Archery Safety Measures: How to Handle the Weapon Safely

Today we saw another gruesome reminder of how dangerous the game of hybrid archery has become; the man seen on news today still had the arrow struck on his skull. God knows how he survived to see another day. He was among the luckiest few victims, while there were many who weren’t as fortunate.

In Bhutan, if we had statistics, we might find that arrows have killed more people than tigers, bears and leopards put together. In fact, once not very long ago, one arrow hit a member of parliament, as if to ask for intervention from the house.

If we check through newspapers and hospital records we won’t believe the amounted invested in evacuating and treating people hit by arrows. Only recently I remember two incidences where helicopters had to be deployed to evacuate the victims.

It’s time to acknowledge that the hybrid archery played with foreign hunting weapons is not only dangerous but also economically and socially damaging. First of all this new game has threatened and totally confused the very identity and existence of our national game. The next generation of Bhutanese children will not even know that we had an indigenous game called archery. But I am not going to discuss much about its cultural, social, and economical impacts, which can be a huge subject all together.

Let’s just look at the safety issues of the game. We know that the gaming equipment are imported weapons, which anyone with money can use without even looking at the experience of the user. The archery playing fields have no significant safety measures in place, though it attracts huge crowd during tournaments. Most archery playing fields are located dangerously in public places.

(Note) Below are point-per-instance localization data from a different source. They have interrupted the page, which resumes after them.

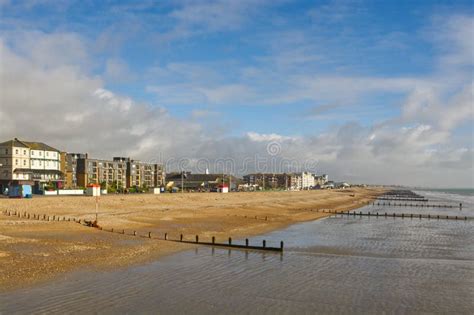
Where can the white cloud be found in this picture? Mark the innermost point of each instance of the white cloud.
(261, 137)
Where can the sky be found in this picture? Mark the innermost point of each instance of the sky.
(377, 92)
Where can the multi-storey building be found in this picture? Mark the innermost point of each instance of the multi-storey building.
(33, 163)
(268, 180)
(141, 174)
(69, 168)
(94, 171)
(291, 181)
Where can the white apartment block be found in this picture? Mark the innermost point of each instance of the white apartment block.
(32, 162)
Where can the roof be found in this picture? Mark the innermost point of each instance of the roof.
(194, 177)
(41, 171)
(40, 146)
(14, 143)
(29, 144)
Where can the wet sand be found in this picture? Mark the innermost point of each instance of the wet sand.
(34, 251)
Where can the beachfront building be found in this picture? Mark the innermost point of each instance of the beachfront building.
(268, 180)
(31, 163)
(321, 180)
(69, 168)
(201, 182)
(307, 180)
(102, 172)
(287, 181)
(143, 175)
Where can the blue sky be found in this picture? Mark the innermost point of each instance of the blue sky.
(295, 71)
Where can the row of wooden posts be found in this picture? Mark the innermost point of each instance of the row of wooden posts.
(41, 217)
(422, 199)
(199, 241)
(213, 242)
(399, 215)
(421, 205)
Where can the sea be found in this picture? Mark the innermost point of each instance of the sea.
(337, 265)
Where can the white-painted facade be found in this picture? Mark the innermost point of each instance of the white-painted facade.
(14, 157)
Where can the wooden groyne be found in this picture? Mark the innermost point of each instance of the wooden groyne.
(416, 205)
(150, 235)
(398, 215)
(403, 199)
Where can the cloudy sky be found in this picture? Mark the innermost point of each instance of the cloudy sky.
(366, 91)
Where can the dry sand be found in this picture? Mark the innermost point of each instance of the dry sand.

In Paro there are incidences of stray arrows hitting people walking in the town, in Thimphu Changlimithang if an arrow goes astray it can hit a footballer and you know how archery field occupies similar dangerous locations across the country. To make it worse, anyone with a set of the gaming weapons can play in these critical locations.

What safety measure can be taken to avoid mishaps in this lethal game?

Relocate Archery playing fields away from populated areas. Make it mandatory for all archery fields to have standard safety pavilions for spectators. Since the equipment is a weapon, the owner must have a license to own it. The arms license should be issued after thorough background check. No person with drinking history should be given the license. Apart from owner license, there should be a pass, which certifies a person to play. Like the driving license, if you aren’t experienced enough you should play in remote fields and not in public grounds. Alcohol should be banned from archery fields and defaulters should be rid of their playing pass. The tournament organizers should be held accountable for any mishaps during the tournament. Encourage private playing fields with lighting so that amateur players can practice at night.

My suggestions might sound a little crazy for the moment but considering the craziness of the games itself they are only reasonable. In fact total restriction should be imposed on import of such weapons, because we never know when it will be used beyond the gaming fields. It’s during of import of such goods that we have to make tough decisions.